Der Kreditnehmer habe zum Beispiel seine Kontoauszüge nur »optional« für die letzten 120 Tage zur Verfügung stellen sollen. Verzichte er darauf, erhalte er laut den Angaben auf dem Internet-Marktplatz lediglich nicht die »Vergünstigung« eines »niedrigeren Zinssatzes«, die bei Vorlage von Kontoauszügen möglich gewesen wäre, so die Richter. Die Bank als Klägerin habe sogar selbst eingeräumt, dass der Kunde vermutlich bei einer anderen Bank wegen seiner unzureichenden Bonität kein Darlehen bekommen hätte.

Die Zinsen für Ratenkredite sind inzwischen kräftig gestiegen und so hoch wie seit 14 Jahren nicht mehr. Der durchschnittliche Zinssatz für Ratenkredite mit einer Laufzeit von drei Jahren beträgt aktuell fast 9 %, fast drei Prozentpunkte mehr als noch vor zwölf Monaten.

Wir empfehlen aber generell, den Abschluss eines Ratenkredits möglichst zu vermeiden. Das sollten Sie nicht zuletzt auch Ihren Kindern oder Enkeln ans Herz legen, sofern mal wieder das Gespräch auf das Thema Geld kommt.

Unsere Ratschläge in Sachen Ratenkredite:

  • Wer größere Anschaffungen wie eine Waschmaschine, den neuen Fernseher oder gar eine Urlaubreise auf Pump finanziert, ist auf dem besten Weg in die Verschuldungsfalle. Lieber dafür Schritt für Schritt Geld zurücklegen, um die Ausgaben dann später aus dem Ersparten zu finanzieren.

  • Ratenkredite sind in der Regel deutlich teurer als Hypothekenkredite. Die Konsumentenkredite sollten daher allenfalls als vorübergehende Lösung infrage kommen, wenn Sie Ihr Dispolimit auf dem Girokonto ständig ausreizen und monate- oder gar jahrelang hohe Dispozinsen zahlen. Dann ist ein Ratenkredit zur Umschuldung in der Regel günstiger. Eine Umschuldung, um aus der Dispofalle herauszukommen, sollte jedoch stets mit dem Ziel und dem festen Willen verbunden sein, mittelfristig schuldenfrei zu werden, auch auf dem Girokonto.

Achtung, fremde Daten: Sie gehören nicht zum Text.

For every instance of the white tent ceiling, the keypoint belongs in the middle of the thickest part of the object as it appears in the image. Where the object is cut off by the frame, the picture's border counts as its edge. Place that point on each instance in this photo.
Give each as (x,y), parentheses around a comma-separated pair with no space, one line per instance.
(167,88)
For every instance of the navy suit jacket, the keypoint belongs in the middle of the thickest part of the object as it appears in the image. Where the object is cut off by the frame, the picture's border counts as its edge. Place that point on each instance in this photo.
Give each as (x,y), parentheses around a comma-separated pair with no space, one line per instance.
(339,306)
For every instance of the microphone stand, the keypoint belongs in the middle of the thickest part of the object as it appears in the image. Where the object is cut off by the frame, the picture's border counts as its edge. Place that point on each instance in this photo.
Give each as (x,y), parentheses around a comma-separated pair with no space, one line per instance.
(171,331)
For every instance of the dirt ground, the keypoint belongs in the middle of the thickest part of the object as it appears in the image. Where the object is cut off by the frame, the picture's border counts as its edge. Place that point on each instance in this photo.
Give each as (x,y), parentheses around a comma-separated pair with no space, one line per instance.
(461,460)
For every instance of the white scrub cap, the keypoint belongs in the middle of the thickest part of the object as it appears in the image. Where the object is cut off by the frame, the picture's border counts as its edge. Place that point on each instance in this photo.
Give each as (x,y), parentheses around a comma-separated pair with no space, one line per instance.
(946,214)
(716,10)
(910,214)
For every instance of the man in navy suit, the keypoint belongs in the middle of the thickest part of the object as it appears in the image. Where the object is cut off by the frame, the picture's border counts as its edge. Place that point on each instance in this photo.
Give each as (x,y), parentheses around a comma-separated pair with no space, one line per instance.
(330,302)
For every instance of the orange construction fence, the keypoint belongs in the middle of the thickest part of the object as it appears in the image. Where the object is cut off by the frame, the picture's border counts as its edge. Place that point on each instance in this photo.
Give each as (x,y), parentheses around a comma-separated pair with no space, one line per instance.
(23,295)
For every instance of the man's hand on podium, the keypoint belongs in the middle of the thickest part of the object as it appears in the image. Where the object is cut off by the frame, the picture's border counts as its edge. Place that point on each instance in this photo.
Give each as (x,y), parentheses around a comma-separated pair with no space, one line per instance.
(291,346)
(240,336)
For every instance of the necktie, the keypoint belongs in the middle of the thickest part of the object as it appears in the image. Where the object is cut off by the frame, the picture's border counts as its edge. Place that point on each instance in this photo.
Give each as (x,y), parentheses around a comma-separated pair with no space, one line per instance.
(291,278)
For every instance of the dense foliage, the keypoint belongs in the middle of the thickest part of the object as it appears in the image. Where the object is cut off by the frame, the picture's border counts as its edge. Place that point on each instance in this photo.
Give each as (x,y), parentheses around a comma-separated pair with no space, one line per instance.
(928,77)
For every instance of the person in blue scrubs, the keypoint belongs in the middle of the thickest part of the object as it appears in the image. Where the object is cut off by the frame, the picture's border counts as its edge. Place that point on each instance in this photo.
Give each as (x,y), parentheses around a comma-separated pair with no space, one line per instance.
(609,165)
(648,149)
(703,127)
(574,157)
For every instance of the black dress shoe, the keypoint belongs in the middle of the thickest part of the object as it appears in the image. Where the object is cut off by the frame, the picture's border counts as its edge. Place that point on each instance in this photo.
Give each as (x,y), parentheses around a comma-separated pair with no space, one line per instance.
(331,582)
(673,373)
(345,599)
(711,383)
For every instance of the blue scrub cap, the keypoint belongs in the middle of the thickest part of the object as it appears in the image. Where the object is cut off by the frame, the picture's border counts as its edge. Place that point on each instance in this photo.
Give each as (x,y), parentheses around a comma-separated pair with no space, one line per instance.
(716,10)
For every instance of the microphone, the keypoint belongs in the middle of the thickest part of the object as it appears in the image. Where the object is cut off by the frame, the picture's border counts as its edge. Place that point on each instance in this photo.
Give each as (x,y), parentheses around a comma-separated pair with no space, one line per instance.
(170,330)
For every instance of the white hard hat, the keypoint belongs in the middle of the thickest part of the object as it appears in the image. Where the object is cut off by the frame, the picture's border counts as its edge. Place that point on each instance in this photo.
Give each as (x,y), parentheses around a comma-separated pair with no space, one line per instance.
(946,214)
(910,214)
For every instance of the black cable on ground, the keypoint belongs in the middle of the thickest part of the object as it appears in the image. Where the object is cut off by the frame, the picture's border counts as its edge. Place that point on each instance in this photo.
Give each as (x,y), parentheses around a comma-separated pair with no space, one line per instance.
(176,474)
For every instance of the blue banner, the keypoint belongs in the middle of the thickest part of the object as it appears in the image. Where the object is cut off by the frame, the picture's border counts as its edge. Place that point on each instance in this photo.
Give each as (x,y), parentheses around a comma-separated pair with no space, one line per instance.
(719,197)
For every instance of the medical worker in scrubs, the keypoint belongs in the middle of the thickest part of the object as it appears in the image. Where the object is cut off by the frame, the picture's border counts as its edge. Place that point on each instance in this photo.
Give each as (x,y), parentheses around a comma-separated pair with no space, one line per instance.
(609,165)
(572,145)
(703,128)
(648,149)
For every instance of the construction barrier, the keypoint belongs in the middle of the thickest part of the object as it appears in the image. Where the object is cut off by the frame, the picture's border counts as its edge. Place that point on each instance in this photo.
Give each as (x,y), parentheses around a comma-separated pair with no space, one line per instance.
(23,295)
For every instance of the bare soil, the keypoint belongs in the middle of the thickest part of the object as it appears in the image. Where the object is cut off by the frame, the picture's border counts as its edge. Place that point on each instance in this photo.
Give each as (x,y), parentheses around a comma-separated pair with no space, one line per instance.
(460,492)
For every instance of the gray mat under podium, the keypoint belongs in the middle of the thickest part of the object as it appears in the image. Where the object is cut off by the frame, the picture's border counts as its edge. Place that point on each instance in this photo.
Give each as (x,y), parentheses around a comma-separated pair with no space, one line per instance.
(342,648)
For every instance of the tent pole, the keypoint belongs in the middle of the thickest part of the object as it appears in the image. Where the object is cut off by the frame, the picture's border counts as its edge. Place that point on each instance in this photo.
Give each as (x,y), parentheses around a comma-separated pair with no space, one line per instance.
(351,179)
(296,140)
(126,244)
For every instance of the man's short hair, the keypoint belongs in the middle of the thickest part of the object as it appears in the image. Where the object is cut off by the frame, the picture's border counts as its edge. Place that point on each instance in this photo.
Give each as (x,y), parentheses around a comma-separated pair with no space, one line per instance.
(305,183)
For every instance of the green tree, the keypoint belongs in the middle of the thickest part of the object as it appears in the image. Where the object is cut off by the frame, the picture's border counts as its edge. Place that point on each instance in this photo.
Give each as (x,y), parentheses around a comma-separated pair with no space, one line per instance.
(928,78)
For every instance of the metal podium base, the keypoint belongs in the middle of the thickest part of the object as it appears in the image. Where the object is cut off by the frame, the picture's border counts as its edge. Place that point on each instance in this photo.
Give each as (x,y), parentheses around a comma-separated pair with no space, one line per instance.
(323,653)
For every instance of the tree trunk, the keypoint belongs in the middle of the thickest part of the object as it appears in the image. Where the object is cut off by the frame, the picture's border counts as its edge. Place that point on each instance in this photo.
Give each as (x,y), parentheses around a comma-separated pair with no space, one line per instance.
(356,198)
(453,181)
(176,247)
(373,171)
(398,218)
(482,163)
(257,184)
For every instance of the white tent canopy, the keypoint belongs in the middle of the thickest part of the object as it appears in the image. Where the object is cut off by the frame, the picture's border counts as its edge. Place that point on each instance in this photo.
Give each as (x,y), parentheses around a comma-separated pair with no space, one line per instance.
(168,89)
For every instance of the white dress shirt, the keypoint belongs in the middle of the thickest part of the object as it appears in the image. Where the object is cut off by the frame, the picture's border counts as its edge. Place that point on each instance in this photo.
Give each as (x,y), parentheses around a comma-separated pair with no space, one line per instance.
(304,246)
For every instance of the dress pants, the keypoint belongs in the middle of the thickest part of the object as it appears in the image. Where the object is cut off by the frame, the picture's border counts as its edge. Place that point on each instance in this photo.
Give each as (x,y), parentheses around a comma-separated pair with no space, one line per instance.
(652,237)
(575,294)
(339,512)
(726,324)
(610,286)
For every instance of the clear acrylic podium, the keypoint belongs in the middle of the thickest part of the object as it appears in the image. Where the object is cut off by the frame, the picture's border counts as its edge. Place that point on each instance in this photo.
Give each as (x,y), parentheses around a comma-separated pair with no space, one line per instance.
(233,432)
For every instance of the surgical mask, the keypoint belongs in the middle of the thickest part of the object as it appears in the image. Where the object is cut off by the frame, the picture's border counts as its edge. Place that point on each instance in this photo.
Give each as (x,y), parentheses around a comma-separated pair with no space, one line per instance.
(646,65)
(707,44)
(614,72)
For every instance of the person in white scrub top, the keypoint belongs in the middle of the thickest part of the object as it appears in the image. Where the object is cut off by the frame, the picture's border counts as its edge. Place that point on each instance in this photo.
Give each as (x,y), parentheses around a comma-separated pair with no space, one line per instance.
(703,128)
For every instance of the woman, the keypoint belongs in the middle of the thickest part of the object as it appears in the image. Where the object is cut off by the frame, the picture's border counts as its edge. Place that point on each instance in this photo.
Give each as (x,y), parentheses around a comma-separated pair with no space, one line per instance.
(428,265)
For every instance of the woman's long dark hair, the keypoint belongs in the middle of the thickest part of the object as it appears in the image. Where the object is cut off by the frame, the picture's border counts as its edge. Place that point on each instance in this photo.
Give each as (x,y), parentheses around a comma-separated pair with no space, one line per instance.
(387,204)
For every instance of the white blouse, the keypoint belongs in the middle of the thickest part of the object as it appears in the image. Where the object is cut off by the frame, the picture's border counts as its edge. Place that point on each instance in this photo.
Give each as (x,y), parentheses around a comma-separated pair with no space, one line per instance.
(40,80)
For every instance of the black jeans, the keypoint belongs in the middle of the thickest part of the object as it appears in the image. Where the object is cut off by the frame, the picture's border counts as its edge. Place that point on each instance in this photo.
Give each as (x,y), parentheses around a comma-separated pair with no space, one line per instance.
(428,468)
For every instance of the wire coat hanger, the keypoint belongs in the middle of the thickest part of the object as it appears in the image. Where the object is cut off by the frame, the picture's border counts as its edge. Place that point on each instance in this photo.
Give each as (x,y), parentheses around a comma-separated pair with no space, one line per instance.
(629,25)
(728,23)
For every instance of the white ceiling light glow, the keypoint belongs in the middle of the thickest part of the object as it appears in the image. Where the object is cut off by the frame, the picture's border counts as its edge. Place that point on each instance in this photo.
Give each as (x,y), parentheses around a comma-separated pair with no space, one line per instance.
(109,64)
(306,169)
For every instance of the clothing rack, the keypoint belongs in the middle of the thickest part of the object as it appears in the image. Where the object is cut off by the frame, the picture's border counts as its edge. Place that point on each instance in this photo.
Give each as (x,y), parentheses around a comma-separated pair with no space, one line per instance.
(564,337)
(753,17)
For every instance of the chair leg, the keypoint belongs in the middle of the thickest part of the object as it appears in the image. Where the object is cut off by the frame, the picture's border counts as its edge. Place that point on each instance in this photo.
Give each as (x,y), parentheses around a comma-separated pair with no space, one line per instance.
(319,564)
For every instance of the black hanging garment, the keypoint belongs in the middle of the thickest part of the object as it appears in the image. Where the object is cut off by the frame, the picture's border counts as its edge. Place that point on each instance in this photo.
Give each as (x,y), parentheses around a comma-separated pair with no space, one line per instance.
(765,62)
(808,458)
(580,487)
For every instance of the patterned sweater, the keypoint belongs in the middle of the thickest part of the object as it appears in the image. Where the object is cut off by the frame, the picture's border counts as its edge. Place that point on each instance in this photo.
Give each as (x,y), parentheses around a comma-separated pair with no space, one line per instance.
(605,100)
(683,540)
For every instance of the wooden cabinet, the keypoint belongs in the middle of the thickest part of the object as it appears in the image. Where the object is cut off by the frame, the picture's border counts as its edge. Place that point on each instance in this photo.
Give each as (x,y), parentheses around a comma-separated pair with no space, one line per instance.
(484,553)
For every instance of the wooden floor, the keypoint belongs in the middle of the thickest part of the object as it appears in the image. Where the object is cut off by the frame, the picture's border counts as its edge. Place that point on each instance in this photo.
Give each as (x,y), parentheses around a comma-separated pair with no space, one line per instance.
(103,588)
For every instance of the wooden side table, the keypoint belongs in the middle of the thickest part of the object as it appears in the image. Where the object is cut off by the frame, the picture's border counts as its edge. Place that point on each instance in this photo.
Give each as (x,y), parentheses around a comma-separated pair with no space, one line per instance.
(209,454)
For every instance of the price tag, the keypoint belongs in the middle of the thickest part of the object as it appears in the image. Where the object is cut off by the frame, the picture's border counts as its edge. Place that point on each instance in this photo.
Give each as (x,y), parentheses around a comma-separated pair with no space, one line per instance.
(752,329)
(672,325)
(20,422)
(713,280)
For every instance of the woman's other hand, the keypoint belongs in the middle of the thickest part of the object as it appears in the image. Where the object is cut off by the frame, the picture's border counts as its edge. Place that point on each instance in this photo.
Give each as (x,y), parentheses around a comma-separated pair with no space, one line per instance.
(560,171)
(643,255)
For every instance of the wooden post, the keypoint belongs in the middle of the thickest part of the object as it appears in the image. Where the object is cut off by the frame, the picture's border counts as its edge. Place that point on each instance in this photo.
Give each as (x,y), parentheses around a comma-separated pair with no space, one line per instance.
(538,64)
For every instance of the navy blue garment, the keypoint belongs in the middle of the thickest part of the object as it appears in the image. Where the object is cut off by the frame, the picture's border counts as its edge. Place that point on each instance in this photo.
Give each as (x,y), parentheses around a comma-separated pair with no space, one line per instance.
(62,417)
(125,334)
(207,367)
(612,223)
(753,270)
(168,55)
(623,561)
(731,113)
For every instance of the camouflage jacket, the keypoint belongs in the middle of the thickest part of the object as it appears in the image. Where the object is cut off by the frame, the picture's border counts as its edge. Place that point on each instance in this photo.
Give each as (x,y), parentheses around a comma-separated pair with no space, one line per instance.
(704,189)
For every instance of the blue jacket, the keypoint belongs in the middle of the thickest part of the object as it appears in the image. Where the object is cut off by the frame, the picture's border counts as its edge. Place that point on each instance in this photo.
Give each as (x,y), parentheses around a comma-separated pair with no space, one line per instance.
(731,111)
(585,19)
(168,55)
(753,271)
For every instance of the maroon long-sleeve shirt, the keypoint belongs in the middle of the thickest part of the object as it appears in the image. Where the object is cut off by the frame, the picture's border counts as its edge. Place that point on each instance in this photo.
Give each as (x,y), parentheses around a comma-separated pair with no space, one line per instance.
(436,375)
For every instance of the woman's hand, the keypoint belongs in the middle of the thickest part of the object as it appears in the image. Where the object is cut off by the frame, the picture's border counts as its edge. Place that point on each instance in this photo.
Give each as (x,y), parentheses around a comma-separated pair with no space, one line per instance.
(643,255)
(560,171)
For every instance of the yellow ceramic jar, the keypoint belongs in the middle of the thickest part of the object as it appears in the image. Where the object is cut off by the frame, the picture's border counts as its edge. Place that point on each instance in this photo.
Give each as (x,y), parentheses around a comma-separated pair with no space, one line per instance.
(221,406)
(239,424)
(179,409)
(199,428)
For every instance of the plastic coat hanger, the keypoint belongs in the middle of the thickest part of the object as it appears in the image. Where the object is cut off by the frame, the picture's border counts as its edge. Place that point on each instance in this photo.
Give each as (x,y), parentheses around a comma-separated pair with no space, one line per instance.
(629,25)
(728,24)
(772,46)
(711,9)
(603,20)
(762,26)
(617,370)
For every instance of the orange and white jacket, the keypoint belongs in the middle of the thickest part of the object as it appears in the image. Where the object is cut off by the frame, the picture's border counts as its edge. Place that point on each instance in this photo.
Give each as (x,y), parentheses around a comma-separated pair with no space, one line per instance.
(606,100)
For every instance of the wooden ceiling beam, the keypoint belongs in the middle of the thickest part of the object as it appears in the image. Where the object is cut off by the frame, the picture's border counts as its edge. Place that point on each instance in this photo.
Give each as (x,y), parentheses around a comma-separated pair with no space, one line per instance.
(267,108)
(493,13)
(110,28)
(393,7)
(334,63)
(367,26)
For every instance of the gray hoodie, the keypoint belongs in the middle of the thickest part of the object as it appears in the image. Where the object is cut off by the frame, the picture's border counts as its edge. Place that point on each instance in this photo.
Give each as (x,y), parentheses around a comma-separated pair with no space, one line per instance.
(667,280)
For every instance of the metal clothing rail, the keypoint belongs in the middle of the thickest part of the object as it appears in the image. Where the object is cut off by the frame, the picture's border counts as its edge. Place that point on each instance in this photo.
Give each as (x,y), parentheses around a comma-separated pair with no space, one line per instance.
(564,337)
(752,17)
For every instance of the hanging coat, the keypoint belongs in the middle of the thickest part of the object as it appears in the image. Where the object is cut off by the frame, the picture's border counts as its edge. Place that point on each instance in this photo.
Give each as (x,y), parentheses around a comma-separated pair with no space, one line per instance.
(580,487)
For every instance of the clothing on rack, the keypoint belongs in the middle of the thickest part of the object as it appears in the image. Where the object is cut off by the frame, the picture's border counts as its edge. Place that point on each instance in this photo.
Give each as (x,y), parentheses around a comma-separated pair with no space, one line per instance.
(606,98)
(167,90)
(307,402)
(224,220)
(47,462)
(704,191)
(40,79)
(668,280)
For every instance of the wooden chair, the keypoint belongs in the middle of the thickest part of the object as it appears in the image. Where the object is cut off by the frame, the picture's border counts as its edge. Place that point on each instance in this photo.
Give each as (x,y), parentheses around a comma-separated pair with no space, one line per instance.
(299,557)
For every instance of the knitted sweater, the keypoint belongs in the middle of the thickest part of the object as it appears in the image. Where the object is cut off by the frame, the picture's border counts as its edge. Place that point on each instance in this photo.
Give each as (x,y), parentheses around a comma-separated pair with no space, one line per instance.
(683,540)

  • Falls Sie einen Ratenkredit brauchen, sollten Sie unbedingt die Konditionen vergleichen. Je nach Größe und Laufzeit des Kredits kann der Unterschied zwischen teurer und günstiger Bank schnell mehrere Hundert Euro an Zinsen mehr oder weniger ausmachen.

  • Vermeiden Sie den Abschluss einer Restschuldversicherung, auch wenn vermeintliche »Berater« in der Bank, die in Wirklichkeit Verkäufer von Finanzprodukten sind, dazu drängen. Es gehört zum Geschäftsmodell von Kreditinstituten, die offensiv für Ratenkredite werben, diese mit Restschuldversicherungen zu verkaufen. Sicherheit bringt dies aber nur der Bank – und vor allem zusätzliche Provisionen.